In the present study, we show that benztropine inhibits the oxaliplatin adverse effects mainly focusing on its anti-muscarinic action. However, benztropine also presents additional pharmacologic properties. Indeed, benztropine is a H1 receptor antagonist and an inhibitor of the dopamine re-uptake. Those properties are relevant since Khalilzadeh E et al. demonstrated that H1 receptor antagonists could attenuate the mechanical allodynia and prevented cold plate avoidance in a rat model of neuropathic pain [44]. Such observation has never been made in CIPN. However, we cannot rule out that the improvement of neuropathy we observed in our model was due to, at least in part, the anti-histaminic effect of benztropine. Moreover, benztropine also acts as a dopamine re-uptake inhibitor. It has been shown by Hache G et al. that administration of drugs that enhance the activity of dopamine neurotransmission also provide antinociceptive effects [35]. Therefore, we cannot exclude that the dopamine re-uptake inhibition by benztropine may participate in the prevention of oxaliplatin-induced peripheral neuropathy.

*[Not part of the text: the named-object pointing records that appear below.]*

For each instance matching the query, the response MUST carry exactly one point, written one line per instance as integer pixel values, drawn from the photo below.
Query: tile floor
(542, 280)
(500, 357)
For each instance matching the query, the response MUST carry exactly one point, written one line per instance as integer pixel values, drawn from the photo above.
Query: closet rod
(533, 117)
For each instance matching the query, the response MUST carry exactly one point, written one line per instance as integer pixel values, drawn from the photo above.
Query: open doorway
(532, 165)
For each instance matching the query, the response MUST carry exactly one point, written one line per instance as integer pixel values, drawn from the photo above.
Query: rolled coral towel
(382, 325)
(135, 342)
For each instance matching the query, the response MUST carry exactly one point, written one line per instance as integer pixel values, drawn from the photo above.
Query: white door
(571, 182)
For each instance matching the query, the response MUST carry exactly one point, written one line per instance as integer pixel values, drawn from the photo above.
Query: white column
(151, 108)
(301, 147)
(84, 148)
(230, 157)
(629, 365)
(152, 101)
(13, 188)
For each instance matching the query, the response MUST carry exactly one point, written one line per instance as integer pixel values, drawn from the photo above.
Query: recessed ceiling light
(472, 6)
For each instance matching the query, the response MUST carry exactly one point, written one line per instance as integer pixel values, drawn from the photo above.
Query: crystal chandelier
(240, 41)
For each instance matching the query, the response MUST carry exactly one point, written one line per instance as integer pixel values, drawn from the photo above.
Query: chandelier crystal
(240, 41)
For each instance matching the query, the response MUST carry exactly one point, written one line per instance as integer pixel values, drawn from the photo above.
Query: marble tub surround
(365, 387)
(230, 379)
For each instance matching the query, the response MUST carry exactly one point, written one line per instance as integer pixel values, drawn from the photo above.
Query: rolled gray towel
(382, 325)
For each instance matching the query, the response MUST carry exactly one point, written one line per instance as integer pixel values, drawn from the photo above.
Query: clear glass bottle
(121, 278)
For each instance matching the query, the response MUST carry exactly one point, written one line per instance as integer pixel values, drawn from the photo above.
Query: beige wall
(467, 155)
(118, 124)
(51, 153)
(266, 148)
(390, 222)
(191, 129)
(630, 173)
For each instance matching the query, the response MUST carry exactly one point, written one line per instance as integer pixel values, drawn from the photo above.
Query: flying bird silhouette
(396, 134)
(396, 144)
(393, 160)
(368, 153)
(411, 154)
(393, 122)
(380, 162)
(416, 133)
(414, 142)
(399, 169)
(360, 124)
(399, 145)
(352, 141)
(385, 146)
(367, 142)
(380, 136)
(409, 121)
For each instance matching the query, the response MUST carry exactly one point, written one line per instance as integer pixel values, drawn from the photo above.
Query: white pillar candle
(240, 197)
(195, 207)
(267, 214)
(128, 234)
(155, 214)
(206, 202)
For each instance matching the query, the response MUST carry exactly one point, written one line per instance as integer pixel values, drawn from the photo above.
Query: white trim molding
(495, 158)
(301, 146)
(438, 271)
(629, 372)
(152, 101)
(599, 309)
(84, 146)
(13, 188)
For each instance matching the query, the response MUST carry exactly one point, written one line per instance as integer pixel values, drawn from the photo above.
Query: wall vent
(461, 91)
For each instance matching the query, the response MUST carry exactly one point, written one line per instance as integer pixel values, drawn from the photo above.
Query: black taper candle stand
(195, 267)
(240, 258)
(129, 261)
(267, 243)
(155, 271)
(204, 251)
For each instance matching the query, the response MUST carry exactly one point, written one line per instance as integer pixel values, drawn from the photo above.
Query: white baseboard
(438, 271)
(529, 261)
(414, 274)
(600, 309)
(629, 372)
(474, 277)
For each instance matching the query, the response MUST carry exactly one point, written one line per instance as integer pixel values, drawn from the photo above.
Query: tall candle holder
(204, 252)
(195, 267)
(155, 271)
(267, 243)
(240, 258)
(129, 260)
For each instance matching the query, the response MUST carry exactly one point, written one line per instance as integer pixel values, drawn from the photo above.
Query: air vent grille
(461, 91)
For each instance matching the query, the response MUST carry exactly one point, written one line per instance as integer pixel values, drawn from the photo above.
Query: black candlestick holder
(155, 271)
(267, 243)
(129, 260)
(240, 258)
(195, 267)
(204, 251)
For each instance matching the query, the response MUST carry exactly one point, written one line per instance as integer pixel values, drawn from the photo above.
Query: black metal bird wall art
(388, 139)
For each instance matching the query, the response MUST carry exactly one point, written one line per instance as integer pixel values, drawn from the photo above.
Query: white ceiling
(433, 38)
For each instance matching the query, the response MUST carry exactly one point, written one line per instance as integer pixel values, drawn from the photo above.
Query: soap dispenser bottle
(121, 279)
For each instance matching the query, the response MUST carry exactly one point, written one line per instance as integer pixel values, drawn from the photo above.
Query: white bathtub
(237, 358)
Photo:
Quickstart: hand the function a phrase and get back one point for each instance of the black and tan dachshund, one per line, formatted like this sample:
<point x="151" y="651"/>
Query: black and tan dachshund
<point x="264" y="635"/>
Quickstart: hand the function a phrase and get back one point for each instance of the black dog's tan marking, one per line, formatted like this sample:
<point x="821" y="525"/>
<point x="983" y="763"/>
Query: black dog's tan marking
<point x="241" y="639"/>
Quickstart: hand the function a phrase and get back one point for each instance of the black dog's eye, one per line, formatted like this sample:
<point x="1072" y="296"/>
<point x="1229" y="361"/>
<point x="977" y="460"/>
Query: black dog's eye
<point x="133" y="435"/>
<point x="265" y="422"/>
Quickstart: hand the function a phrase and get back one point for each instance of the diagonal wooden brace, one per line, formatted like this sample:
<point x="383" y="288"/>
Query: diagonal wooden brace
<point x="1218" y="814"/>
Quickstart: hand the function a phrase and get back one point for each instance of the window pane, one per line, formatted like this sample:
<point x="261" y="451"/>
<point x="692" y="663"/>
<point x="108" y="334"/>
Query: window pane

Finally, even though M1 and M3 muscarinic receptors inhibition remains the major mechanism regulated by benztropine to counteract CIPN and tumor growth, we cannot rule out that its effects on H1 histaminic receptors and dopamine re-uptake may also participate in the beneficial effects of benztropine. Therefore more detailed studies are needed to investigate the relative contribution of these pathways.

A limitation of this study is that results have been gained in animals only. However, the literature indicates that murine models of peripheral neuropathies are robust models for modeling human neuropathy [50, 76]. Indeed, the components of this murine neurodegeneration are also observed in humans and the neuroprotection conferred by molecules on these models is also observed in humans [18, 68]. This observation leads us to believe that the neuroprotection conferred by benztropine, which is currently indicated in Parkinson’s disease in the United States, could be transposable to patients suffering from peripheral neuropathies. These very encouraging results for benztropine deserve to lead to a study in humans in order to be able to address a problematic with clinical relevance. The results of this clinical trial could lead to the exploration of benztropine as a potentially neuroprotective agent in other pathologies of the PNS.